The other side to Vermont marble is the magnificent monuments carved in it. In the old cemeteries of Vermont and New Hampshire you see the great skill of New England sculptors. It was for that reason that I was enticed to explore Manchester Vermont’s Delwood Cemetery, whose entrance is just adjacent to the entrance to Hildene House, the summer home of Robert Todd Lincoln.
Ponder the meaning of a cemetery. Its essential message is dependent upon the religion that dominates. If it is a Christian cemetery the essential message is one of death and resurrection. You see a multitude of epitaphs affirming this poignant message. However, at Delwood I saw something that I thought was truly amazing, the expression of this sentiment strictly in image, an image carved in marble. It is part of a plot that is adorned by a wonderful angel carved in the classical style in marble by contemporary artist Fred X. Brownstein. On either side of the angel and close to the ground are two friezes carved in high relief. One shows great looming clouds and the second a curtain of light rays emerging from the clouds. I have taken closeups of these two tablets and reinterpreted them as Figure 1 and 2, which I call “Death” and Resurrection.”
Unusual for me is the use a blue tone. In analogue photography this would have been done with an iron salt. I experimented with many tonal variants, but concluded that this was just right for emphasizing the emerging light.

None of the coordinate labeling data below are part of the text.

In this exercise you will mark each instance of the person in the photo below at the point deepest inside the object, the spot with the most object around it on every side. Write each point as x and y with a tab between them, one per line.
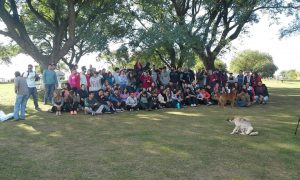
83	94
83	77
189	97
132	102
177	99
117	101
31	78
74	80
95	81
59	74
261	93
146	80
248	79
164	76
50	82
90	104
57	102
243	98
5	117
122	79
22	93
240	78
145	100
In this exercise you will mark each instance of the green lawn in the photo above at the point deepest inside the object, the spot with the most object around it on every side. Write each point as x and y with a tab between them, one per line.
190	143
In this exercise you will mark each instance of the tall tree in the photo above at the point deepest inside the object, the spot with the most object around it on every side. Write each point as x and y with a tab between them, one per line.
50	30
207	27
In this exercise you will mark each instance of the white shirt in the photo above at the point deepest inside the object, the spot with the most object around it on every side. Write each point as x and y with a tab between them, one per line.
83	79
30	78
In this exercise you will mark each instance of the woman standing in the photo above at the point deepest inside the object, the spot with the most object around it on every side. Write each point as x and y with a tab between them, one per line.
21	90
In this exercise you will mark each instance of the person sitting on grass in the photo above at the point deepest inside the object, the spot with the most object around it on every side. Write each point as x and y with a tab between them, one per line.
203	96
261	93
132	102
83	94
165	98
124	95
177	99
57	102
90	104
117	101
243	99
154	100
144	99
112	109
189	97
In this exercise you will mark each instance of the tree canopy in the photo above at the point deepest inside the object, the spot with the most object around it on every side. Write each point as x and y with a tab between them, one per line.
254	61
172	31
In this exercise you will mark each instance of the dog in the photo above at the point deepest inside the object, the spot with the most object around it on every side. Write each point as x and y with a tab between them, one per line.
224	98
242	126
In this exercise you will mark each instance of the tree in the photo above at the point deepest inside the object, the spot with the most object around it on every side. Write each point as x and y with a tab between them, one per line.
7	52
48	30
291	74
206	27
219	64
254	61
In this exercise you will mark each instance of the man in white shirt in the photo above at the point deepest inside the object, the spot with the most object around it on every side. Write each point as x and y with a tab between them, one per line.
31	77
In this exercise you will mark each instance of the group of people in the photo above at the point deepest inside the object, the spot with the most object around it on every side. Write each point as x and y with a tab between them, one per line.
140	88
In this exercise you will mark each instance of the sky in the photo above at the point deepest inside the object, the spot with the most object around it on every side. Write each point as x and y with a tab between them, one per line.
261	37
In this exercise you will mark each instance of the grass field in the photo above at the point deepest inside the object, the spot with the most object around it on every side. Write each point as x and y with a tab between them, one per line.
190	143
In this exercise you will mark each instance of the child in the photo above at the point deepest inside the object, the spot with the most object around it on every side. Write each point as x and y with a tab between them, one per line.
154	100
165	98
83	94
203	97
132	102
57	102
190	97
145	100
176	99
90	104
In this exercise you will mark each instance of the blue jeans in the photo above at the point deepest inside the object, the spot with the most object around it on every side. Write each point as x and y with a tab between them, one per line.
20	105
49	89
33	93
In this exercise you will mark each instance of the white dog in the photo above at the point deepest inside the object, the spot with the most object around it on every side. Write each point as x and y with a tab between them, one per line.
242	126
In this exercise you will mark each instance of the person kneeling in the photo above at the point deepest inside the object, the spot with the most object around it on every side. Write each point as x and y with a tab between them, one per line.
243	99
57	102
90	104
132	102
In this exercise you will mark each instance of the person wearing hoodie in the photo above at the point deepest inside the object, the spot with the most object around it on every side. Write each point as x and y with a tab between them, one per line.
132	102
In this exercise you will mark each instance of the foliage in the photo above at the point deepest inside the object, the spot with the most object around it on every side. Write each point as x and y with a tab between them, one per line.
176	28
291	74
50	30
254	61
7	52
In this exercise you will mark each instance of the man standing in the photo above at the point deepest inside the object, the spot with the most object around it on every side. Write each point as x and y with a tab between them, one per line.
31	77
50	82
83	79
21	90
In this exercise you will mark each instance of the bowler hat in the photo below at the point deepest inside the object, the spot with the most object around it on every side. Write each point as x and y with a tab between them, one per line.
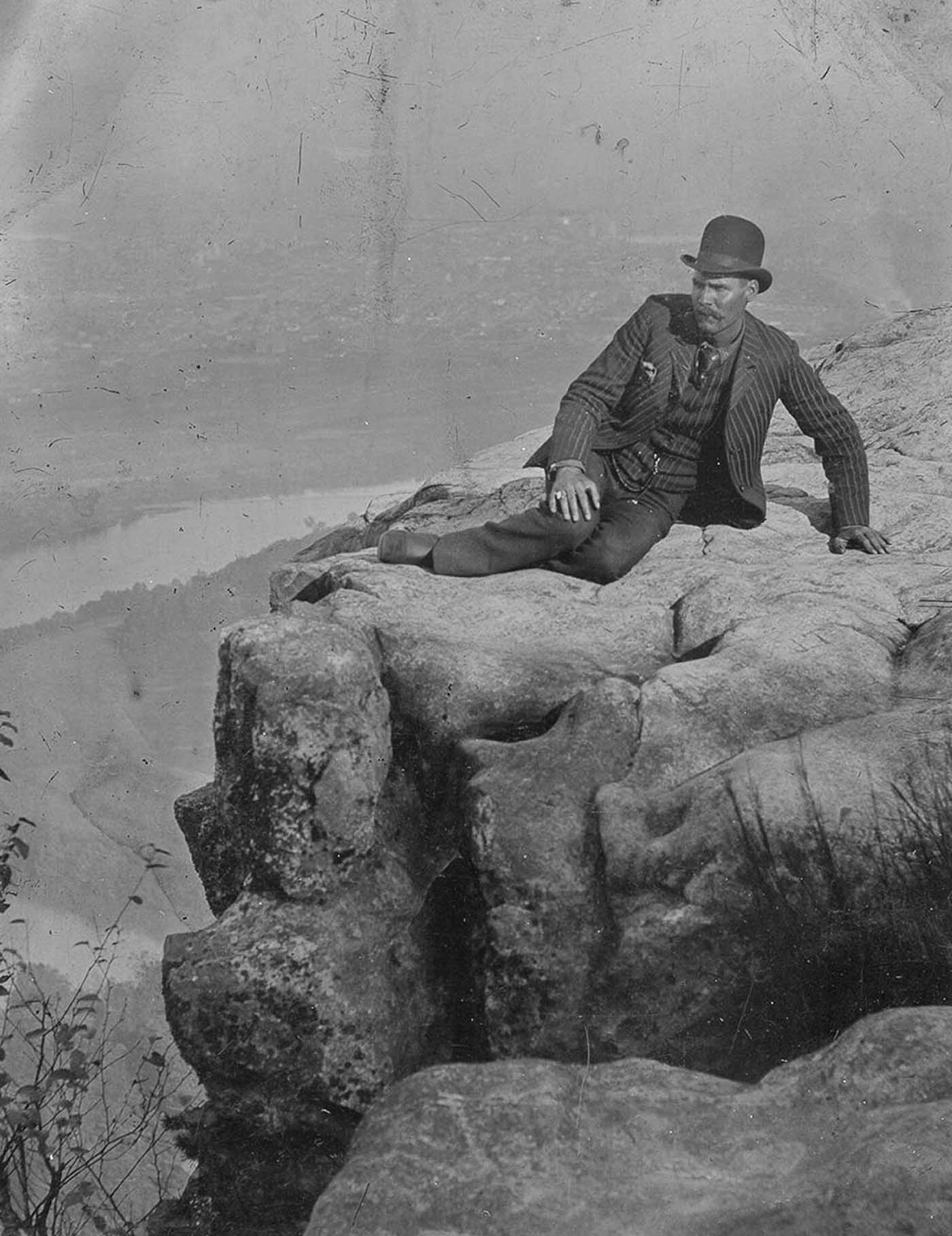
734	247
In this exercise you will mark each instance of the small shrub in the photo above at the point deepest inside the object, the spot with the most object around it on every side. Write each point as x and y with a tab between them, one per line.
84	1145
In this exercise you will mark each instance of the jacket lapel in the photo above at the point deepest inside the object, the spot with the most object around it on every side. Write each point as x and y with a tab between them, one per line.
748	361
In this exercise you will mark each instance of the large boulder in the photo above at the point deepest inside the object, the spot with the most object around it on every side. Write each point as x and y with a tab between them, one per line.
853	1139
698	814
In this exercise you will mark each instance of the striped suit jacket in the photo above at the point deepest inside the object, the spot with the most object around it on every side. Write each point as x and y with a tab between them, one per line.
626	392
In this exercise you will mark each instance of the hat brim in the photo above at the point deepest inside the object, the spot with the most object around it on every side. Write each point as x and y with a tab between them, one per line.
762	276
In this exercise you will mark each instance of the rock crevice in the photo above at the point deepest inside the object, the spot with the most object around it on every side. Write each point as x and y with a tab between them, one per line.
698	814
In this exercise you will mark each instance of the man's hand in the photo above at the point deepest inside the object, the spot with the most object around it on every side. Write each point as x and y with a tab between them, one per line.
860	536
573	495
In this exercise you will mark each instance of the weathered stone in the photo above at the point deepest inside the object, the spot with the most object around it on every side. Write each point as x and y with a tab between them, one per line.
699	814
851	1139
286	1009
494	658
539	870
219	863
302	740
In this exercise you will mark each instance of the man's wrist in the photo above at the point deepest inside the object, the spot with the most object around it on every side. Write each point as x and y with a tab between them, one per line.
560	464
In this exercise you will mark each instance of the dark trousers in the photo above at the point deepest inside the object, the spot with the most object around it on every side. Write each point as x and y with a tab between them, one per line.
601	549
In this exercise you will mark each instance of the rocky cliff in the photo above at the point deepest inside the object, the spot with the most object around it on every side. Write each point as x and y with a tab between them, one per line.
696	820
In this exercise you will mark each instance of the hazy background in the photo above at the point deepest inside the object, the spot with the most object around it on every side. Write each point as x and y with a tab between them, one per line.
258	247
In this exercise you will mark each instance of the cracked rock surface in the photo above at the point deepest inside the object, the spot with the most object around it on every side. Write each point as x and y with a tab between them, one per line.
696	814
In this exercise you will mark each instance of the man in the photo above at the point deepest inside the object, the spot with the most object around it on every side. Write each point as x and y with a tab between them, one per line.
668	424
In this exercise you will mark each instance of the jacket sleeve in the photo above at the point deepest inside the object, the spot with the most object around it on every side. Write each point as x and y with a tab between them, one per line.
837	439
595	394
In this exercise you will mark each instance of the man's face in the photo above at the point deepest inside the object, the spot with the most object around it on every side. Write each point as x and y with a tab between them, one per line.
720	302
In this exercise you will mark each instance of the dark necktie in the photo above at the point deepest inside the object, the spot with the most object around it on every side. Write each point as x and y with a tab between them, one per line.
707	361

I think that there is a tremendous level of understanding and creativity associated with capsulizing the quintessential message of the cemetery in stone without words. It is a tribute to the power of image as meme. I think also that the choice of the clouds and the light is all the more powerful because in this Vermont valley, dense clouds hanging over and between the mountains is all around you as are the sudden ephemeral tricks of emergent light.